Jamie danced in circles, laughing as if being tickled, his arms up as if waiting to be lifted, little hands grasping, little fingers curling.

“Shem’s bowing.”

“Isn’t that dog for ‘Let’s play’, bowing? He’s not facing Jamie. Who’s he playing with?”

Beside Jamie, Shem, bigger than Jamie and the boy’s perfect playmate, jumped up and bowed and ran around as if someone was throwing his Frisbee to him.

The Moon cleared the trees, lighting the clearing from above. Jamie’s and Shem’s shadows crept underneath them. The wind stilled.

Ellie grabbed Tom’s arm. “Do you see that?”

Other shadows entered the clearing, some Jamie’s size, some slightly larger. Shadows with nothing to cast them. Shadows where there shouldn’t be shadows. Shadows standing upright, not cast on the ground.

Jamie danced with them and they danced around Jamie. Shem ran among them, played tag with them. Jamie laughed. Shem barked.

Not a warning, not an alarm.

Recognition.

Something twinkled in the shadows, prisms breaking the intense moonlight into bright rainbows.

On the edge of the clearing, in the dark where the trees stood in ancient vigil, eyes gathered in the moonlight.

Ellie woke, the covers clenched in her hands.

She looked across the cabin. Jamie and Shem, sleeping together as always, in their bed.

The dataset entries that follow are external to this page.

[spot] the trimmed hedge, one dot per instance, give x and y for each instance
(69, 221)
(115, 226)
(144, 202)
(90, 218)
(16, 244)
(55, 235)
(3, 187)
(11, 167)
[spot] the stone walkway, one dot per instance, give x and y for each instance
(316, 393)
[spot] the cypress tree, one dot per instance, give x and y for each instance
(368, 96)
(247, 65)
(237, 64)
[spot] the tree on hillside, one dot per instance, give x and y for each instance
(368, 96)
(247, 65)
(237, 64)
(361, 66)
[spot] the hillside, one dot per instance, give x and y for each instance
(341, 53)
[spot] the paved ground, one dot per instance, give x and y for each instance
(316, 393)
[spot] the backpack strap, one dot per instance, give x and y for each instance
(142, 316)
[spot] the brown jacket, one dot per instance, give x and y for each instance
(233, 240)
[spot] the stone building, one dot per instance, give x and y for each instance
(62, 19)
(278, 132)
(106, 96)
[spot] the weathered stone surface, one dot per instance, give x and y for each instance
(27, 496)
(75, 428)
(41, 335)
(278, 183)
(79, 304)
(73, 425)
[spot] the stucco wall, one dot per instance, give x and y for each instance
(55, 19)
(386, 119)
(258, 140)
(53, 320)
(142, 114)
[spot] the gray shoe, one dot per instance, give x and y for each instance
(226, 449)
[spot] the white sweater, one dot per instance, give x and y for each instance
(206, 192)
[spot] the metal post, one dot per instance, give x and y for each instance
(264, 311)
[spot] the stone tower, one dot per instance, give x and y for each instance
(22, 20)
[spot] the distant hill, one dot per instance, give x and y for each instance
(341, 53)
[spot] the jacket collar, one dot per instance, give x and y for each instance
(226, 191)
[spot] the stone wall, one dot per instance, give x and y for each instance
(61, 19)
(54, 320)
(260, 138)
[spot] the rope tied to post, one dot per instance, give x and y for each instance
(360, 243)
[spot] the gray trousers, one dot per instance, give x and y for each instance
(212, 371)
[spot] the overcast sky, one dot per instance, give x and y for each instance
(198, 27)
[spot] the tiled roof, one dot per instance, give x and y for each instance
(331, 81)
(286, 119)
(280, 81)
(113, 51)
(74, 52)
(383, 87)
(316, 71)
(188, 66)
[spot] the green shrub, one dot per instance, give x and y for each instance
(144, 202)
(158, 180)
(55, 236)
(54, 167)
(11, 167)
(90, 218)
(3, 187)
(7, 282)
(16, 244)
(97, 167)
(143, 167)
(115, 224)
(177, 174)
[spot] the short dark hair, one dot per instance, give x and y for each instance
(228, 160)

She let out a breath. She shook her head. It was a dream. The full moon’s light came in through a cabin window. It must have disturbed her, wakened her, worried her in her sleep.

She rolled over, away from Tom to give him a little more room.

Dew-laden, toddler-sized footprints and paw prints made a path across the floor.

She sat up as the cabin door closed.